Up to 10% of patients with emergency large-vessel occlusion treated within six hours can have mild deficits and deteriorate rapidly or gradually, leaving physicians in a conundrum of whether to treat them medically or mechanically, the researchers wrote. Previous studies offered conflicting results.
Researchers analyzed data from four studies of 251 patients treated within 24 hours of suffering a stroke. Treatment occurred at 16 high-volume endovascular stroke centers in North America, Europe and Asia between 2013 and 2017. Results showed higher odds of asymptomatic intracerebral hemorrhage among mechanical thrombectomy patients, and that mechanically treated patients also had lower rates of functional independence.
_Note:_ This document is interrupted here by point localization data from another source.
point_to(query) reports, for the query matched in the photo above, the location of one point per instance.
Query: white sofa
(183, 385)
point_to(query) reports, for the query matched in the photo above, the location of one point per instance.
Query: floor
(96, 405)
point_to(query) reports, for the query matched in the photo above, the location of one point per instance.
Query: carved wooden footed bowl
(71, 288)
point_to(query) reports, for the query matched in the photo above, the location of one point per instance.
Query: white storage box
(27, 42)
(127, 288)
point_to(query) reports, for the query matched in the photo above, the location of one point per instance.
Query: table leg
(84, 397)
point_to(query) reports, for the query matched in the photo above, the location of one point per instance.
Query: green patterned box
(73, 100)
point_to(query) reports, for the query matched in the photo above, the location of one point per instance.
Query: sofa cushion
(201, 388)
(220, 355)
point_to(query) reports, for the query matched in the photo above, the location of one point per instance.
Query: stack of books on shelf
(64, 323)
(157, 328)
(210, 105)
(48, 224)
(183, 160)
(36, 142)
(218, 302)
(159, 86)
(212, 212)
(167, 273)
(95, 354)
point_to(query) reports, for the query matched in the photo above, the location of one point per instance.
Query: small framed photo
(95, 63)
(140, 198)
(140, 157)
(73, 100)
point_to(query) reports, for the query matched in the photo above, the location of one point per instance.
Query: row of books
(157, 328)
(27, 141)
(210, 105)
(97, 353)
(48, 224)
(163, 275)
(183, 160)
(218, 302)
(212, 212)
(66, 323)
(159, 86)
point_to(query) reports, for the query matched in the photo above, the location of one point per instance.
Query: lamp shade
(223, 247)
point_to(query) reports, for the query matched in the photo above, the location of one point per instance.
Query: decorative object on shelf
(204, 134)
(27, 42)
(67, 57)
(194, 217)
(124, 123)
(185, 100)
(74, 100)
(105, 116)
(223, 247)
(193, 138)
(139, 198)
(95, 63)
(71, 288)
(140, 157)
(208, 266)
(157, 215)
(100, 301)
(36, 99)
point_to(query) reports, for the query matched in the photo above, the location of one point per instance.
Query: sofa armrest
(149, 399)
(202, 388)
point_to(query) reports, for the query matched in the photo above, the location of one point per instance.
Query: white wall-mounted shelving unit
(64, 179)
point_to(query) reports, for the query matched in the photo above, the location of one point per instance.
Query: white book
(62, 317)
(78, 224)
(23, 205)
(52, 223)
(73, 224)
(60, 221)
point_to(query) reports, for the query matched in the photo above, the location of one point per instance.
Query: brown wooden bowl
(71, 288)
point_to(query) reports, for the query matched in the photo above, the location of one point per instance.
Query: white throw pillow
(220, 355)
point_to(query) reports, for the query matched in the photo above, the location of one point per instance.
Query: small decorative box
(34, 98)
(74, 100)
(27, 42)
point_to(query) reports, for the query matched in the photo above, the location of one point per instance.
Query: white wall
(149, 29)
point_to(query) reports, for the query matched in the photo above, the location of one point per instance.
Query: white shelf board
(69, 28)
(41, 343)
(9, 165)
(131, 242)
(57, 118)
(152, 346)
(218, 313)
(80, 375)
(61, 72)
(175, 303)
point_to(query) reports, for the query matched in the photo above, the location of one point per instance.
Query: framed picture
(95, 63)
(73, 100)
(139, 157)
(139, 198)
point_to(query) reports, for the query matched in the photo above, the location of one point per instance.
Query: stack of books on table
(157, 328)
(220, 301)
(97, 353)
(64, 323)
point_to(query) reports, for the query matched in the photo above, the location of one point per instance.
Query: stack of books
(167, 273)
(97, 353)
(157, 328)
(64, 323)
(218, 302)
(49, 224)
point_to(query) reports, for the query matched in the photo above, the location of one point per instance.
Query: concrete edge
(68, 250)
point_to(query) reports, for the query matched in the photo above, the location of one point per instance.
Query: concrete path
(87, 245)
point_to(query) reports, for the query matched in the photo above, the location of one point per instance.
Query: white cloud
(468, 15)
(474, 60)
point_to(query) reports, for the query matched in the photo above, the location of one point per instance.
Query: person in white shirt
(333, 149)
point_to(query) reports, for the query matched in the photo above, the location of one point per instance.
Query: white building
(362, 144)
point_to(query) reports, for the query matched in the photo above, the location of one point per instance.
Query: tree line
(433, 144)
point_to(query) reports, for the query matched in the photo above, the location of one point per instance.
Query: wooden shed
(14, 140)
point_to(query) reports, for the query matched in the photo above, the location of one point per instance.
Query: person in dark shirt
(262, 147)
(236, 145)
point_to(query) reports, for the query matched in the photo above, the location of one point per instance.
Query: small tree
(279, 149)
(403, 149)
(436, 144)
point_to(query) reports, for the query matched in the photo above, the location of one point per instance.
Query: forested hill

The researchers concluded that both treatments have similar efficacy and safety profiles. The study was published last week in JAMA Neurology. Its results were similar to those of a study published last year in the American Heart Association journal Stroke, but differed from those of a smaller meta-analysis published in 2018 in Plos One. That study found showed that patients who underwent mechanical thrombectomy had a significantly better 90-day stroke-related disability score but a higher rate of symptomatic intracranial hemorrhage compared with patients who had best medical management.